Our team addressed the lack of datasets with people wearing masks by using data augmentation techniques. One may enhance their existing datasets (or publicly available ones) by overlaying masks on top of people’s faces. Training facial analysis models such as face detection and sex prediction become an easier task once you do this.
A researcher at Georgia Tech is managing an open-source project called “Mask The Face.” The source code is available on GitHub and can be used to convert face datasets into masked-face datasets.
Running the software package on your images is a cinch!
cd MaskTheFace
# Generic
python mask_the_face.py --path <path-to-file-or-dir> --mask_type <type-of-mask> --verbose --write_original_image# Example
python mask_the_face.py --path 'data/office.jpg' --mask_type 'N95' --verbose --write_original_image
Source code and further details can be found on the GitHub project page.

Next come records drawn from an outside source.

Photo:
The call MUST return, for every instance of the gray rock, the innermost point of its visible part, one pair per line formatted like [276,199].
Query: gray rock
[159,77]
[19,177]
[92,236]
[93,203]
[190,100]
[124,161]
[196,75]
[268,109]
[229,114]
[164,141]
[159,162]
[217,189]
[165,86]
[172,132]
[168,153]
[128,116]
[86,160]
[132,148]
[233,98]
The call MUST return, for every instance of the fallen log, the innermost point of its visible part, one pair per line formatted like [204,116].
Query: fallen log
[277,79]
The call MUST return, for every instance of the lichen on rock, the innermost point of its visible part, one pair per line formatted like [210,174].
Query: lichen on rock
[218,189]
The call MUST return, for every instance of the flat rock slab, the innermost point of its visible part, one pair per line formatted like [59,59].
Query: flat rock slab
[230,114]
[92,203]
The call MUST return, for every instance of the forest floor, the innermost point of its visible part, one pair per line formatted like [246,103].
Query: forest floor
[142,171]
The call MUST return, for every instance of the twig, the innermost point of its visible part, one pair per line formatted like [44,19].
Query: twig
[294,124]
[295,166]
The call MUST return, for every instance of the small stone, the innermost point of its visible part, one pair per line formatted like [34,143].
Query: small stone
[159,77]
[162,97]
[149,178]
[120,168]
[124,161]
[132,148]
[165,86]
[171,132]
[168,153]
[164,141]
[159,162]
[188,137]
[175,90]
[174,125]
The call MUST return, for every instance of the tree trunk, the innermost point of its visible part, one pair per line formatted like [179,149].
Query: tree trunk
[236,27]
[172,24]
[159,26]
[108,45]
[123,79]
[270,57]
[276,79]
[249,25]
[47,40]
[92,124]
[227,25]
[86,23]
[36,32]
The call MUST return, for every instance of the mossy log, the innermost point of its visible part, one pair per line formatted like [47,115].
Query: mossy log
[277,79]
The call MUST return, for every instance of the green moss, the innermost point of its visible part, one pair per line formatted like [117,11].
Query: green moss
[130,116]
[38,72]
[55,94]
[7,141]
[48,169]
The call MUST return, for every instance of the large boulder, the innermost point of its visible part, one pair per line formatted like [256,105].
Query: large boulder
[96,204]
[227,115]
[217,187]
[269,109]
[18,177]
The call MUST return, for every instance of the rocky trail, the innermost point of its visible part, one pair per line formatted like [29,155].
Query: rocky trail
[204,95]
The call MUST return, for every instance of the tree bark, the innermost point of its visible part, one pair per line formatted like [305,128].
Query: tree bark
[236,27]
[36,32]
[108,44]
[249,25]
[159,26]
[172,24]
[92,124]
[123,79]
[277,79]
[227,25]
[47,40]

Using the software extensively is expected to produce a few inconsistent results. In some cases, it works extremely well and addresses variations in head pose and lighting conditions. In other cases, the algorithm will miss faces or misplace the mask in the presence of strong head pose variation and lighting aberrations. This is due to the performance of the face detector used in the project.
Even though some faces in the training set will not be masked this is generally okay because the overall dataset would comprise both masked and unmasked faces (see training section below). In addition, one may also use different detector options which are more robust for better results. All in all, the method is resilient and practical.
As you may see in the corresponding sample pictures, the referenced method produces realistic results. One may also choose from a variety of different masks to increase the diversity of face coverings in the dataset. The options include different patterns, colors, and intensity values.
There are many different ways to train facial analysis models whether this pertains to detection, recognition, sex, age group, and/or sentiment. For the purposes of this guide we will focus on sex prediction assuming the images have already been cropped and aligned using a detection module which is already robust with occluded faces.
We trained our own classification task head which received feature maps from a battletested backbone. This is code for illustration purposes for what would be a small but important component of a much larger system. Nonetheless, the principles remain the same and allowed us to achieve high accuracy across a wide range of tasks.